9

It seems both do the same thing, huh?

Can someone show me an example where they do different job?

2
  • 2
    It's not an internal difference, it's an external difference, like Blagovest Buyukliev said.
    – ikegami
    Sep 20, 2011 at 17:44
  • @lexer, I've added a bit more explanation. Hope it helps.
    – Jonathan M
    Sep 20, 2011 at 19:16

2 Answers 2

18

sysopen is a thin wrapper around the open(2) kernel system call (the arguments correspond directly), whereas open is a higher-level wrapper which enables you to do redirections, piping, etc.

Unless you are working with a specific device that requires some special flags to be passed at open(2) time, for ordinary files on disk you should be fine with open.

3
  • I still don't see the difference though
    – lexer
    Sep 20, 2011 at 14:07
  • 2
    @lexer: there's really nothing more to say - the rest is to understand what a system call is, and what the particular interface of open(2) is, all of which is OS stuff, not Perl-specific. Sep 20, 2011 at 15:02
  • 2
    @lexer: The answer is spot on. In case you need a real-life exapmle, consider O_WRONLY|O_EXCL|O_CREAT combo, i.e. "create and write if not exists". Using -f ... or open ... instead is just asking for race condition.
    – Dallaylaen
    Sep 20, 2011 at 15:28
12

To quote perlopentut:

If you want the convenience of the shell, then Perl's open is definitely the way to go. On the other hand, if you want finer precision than C's simplistic fopen(3S) provides you should look to Perl's sysopen, which is a direct hook into the open(2) system call. That does mean it's a bit more involved, but that's the price of precision.

Since Perl is written in C, both methods likely end up making the open(2) system call. The difference is that open() in Perl has some niceties built in that make opening, piping and redirection very easy. At the same time, though, open() takes away some flexibility. It has none of the Fcntl functionality available in sysopen(), nor does it have the masking functionality.
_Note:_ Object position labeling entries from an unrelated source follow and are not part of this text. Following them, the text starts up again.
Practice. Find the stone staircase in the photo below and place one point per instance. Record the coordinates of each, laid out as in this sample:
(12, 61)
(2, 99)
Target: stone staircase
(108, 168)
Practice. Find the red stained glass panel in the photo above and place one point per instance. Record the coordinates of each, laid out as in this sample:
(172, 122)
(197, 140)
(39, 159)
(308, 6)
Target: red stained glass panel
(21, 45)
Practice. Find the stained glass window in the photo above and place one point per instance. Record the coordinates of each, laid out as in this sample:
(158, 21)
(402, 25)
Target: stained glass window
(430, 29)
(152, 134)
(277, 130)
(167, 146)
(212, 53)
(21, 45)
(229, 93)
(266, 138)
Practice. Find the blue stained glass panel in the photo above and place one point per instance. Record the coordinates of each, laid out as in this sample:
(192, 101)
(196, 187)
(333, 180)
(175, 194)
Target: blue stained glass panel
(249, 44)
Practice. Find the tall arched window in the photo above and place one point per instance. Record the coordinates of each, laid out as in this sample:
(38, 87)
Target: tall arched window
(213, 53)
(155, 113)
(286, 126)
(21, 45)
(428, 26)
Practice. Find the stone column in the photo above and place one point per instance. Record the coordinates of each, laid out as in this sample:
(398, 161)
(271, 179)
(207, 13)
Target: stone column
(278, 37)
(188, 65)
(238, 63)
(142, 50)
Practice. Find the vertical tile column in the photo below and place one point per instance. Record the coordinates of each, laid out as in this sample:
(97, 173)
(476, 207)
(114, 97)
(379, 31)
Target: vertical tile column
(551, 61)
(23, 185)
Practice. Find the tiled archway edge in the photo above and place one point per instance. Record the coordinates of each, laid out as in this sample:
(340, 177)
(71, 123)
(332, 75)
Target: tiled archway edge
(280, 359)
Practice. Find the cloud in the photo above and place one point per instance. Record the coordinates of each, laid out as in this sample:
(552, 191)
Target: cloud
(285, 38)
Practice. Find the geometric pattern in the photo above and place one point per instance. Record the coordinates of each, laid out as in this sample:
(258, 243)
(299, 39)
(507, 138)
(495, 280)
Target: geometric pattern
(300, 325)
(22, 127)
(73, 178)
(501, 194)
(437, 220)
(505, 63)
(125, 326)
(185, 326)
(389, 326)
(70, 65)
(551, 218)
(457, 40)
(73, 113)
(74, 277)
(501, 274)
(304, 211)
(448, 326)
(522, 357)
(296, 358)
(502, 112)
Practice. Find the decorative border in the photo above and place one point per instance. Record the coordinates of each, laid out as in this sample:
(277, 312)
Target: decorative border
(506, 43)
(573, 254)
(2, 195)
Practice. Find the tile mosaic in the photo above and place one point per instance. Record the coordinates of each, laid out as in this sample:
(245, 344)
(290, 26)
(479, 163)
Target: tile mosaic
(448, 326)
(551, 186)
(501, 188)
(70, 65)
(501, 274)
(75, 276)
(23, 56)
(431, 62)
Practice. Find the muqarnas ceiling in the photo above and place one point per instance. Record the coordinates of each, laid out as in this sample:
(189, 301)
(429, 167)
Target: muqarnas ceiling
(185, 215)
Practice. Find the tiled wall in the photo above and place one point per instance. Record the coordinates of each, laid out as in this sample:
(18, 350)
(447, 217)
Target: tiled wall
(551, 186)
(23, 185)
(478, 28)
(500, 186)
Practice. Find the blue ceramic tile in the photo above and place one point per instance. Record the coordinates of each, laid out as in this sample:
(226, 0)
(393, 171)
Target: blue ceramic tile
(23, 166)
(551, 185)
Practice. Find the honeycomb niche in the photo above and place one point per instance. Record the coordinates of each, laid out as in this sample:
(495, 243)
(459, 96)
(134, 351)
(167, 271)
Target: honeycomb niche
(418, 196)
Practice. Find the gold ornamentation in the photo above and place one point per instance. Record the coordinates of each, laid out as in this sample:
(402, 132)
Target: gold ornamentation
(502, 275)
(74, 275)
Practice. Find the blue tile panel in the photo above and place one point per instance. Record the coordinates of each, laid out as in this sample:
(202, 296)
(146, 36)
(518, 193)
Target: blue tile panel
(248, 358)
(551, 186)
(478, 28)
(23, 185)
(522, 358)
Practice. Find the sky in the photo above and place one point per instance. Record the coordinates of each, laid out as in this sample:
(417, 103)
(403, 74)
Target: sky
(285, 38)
Most situations just need open().

2
  • Can you provide an example of Fcntl and masking functionality available in sysopen?
    – lexer
    Sep 21, 2011 at 12:15
  • There are some great examples of masks here: perldoc.perl.org/perlopentut.html#Permissions-agrave-la-mode , and the section in the same link just above where the link lands has great examples of the Fcntl features. That section begins with the phrase "And here are things you can do with sysopen that you cannot do with a regular open." Enjoy!